As will be appreciated, the adjustable shelf of both the first and second embodiments allows for tilting of the

shelf by providing 1) a pivoting feature and 2) an extendible side feature. Alternatives or modifications of these embodiments that accomplish these two features are within the scope of this invention. For example, instead of the adjustable-length lateral support assemblies 12 pivoting, the mounting bars 14 could pivot, either relative to the lateral support assemblies 12 or the corner assemblies 15. In addition, various types of pivoting mechanisms could be used for pivotally connecting the lateral support assemblies 12, the mounting bars 14 and the corner assemblies 15. The disclosed C-shaped bracket 46 and pin 44 is just one non-limiting example of such a pivoting mechanism.

In a third embodiment of the present invention, the end bars 18 and the side bars 20 may be rigidly secured to the mounting bars 14, and the mounting bars 14 may be rigidly secured to the corner assemblies 15, as shown in Figure 6.

The shelf assembly 10 may thereby be securely maintained in a horizontal position, or at any other predetermined orientation, while a width of the shelf assembly 10 can be adjusted.
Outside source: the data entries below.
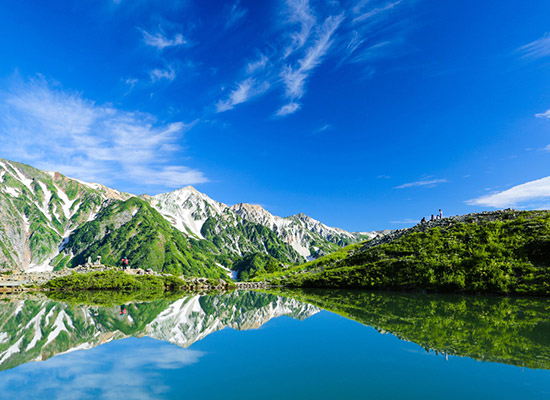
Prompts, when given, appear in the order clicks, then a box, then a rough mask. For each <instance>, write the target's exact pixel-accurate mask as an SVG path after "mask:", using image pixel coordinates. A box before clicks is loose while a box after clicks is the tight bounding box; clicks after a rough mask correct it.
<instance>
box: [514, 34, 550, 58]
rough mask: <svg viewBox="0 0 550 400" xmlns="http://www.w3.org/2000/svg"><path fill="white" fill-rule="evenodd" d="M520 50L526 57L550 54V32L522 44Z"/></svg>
mask: <svg viewBox="0 0 550 400" xmlns="http://www.w3.org/2000/svg"><path fill="white" fill-rule="evenodd" d="M518 51H519V52H520V53H523V57H525V58H542V57H548V56H550V34H548V33H547V34H545V35H544V36H543V37H542V38H540V39H538V40H535V41H534V42H531V43H528V44H526V45H525V46H521V47H520V48H519V49H518Z"/></svg>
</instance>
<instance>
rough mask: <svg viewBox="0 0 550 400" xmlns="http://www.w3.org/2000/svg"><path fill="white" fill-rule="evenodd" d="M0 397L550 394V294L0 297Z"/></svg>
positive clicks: (7, 296)
mask: <svg viewBox="0 0 550 400" xmlns="http://www.w3.org/2000/svg"><path fill="white" fill-rule="evenodd" d="M0 370H1V371H0V398H2V399H201V400H203V399H521V398H525V399H550V299H541V298H520V297H496V296H492V297H489V296H460V295H435V294H404V293H389V292H365V291H340V290H333V291H327V290H323V291H306V290H301V291H294V290H293V291H290V290H278V289H277V290H266V291H234V292H229V293H216V294H181V293H180V294H177V295H166V296H165V297H162V298H156V299H148V300H143V299H138V298H132V297H131V296H130V295H125V294H119V293H91V294H86V293H81V294H77V295H74V296H66V295H65V296H60V295H57V296H56V297H54V296H52V295H50V297H47V296H46V295H44V294H37V295H35V294H26V293H24V294H20V295H17V296H5V297H4V298H3V301H1V302H0Z"/></svg>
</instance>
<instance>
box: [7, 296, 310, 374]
mask: <svg viewBox="0 0 550 400" xmlns="http://www.w3.org/2000/svg"><path fill="white" fill-rule="evenodd" d="M71 300H72V299H71ZM319 311H320V310H319V308H317V307H315V306H312V305H310V304H307V303H303V302H301V301H298V300H295V299H292V298H286V297H282V296H277V295H272V294H262V293H256V292H233V293H228V294H212V295H189V296H185V297H181V298H178V299H176V300H167V299H163V300H155V301H150V302H147V303H129V304H123V305H121V306H118V305H117V306H109V307H105V306H88V305H83V304H76V305H74V304H69V303H64V302H60V301H53V300H49V299H42V300H13V301H9V302H4V303H1V304H0V370H6V369H9V368H13V367H15V366H17V365H20V364H23V363H26V362H29V361H42V360H46V359H48V358H50V357H52V356H55V355H57V354H61V353H67V352H71V351H75V350H85V349H90V348H93V347H95V346H97V345H100V344H103V343H107V342H110V341H113V340H118V339H124V338H127V337H131V336H133V337H138V338H141V337H144V336H148V337H151V338H154V339H159V340H163V341H167V342H170V343H173V344H176V345H178V346H181V347H188V346H190V345H191V344H193V343H194V342H196V341H198V340H201V339H203V338H204V337H206V336H207V335H209V334H211V333H213V332H216V331H218V330H221V329H224V328H226V327H230V328H233V329H236V330H245V329H254V328H258V327H260V326H261V325H263V324H265V323H266V322H268V321H269V320H270V319H272V318H276V317H279V316H282V315H287V316H290V317H292V318H296V319H304V318H307V317H309V316H311V315H313V314H315V313H317V312H319Z"/></svg>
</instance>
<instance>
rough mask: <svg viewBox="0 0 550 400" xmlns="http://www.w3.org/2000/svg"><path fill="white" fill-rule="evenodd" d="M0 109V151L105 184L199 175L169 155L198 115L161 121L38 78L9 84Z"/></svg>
mask: <svg viewBox="0 0 550 400" xmlns="http://www.w3.org/2000/svg"><path fill="white" fill-rule="evenodd" d="M0 109H1V110H2V113H1V114H2V117H0V139H1V141H2V143H3V146H2V148H3V149H4V151H3V152H2V153H3V154H2V155H3V156H4V157H6V158H11V159H16V160H18V161H23V162H29V163H32V164H33V165H35V166H37V167H38V168H41V169H47V170H54V171H59V172H62V173H64V174H66V175H69V176H73V177H75V178H79V179H83V180H86V181H99V182H101V183H105V184H112V183H115V182H117V181H123V182H130V183H135V184H136V185H138V184H139V185H141V184H146V185H148V187H150V188H155V187H157V188H177V187H182V186H185V185H187V184H197V183H202V182H206V181H207V178H206V177H205V176H204V174H203V173H202V172H200V171H198V170H196V169H192V168H189V167H186V166H182V165H179V164H173V163H171V162H170V160H171V159H172V158H174V156H176V155H178V154H179V153H181V148H180V147H179V146H178V145H177V142H178V141H179V140H181V138H182V136H183V135H184V134H185V132H187V131H189V130H190V129H191V128H192V127H193V126H194V125H196V124H197V123H198V121H192V122H190V123H184V122H181V121H177V122H171V123H162V122H159V121H158V120H157V119H156V118H155V116H153V115H151V114H148V113H142V112H138V111H125V110H121V109H118V108H115V107H113V106H112V105H108V104H107V105H99V104H96V103H95V102H93V101H91V100H89V99H86V98H85V97H83V96H82V95H81V94H80V93H76V92H70V91H64V90H62V89H60V88H59V87H56V86H55V85H53V84H51V83H49V82H46V81H45V80H44V79H38V80H32V81H30V82H26V83H19V84H17V85H14V87H13V88H12V89H11V90H10V91H8V92H5V93H3V94H2V95H1V96H0ZM8 150H9V151H8Z"/></svg>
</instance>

Although specific embodiments of the present invention have been described above in detail, it will be understood that this description is merely for purposes of

illustration. Various modifications of and equivalent structures corresponding to the disclosed aspects of the preferred embodiments in addition to those described above may be made by those skilled in the art without departing from the spirit of the present invention which is defined in the following claims, the scope of which is to be accorded the broadest interpretation so as to encompass such modifications and equivalent structures.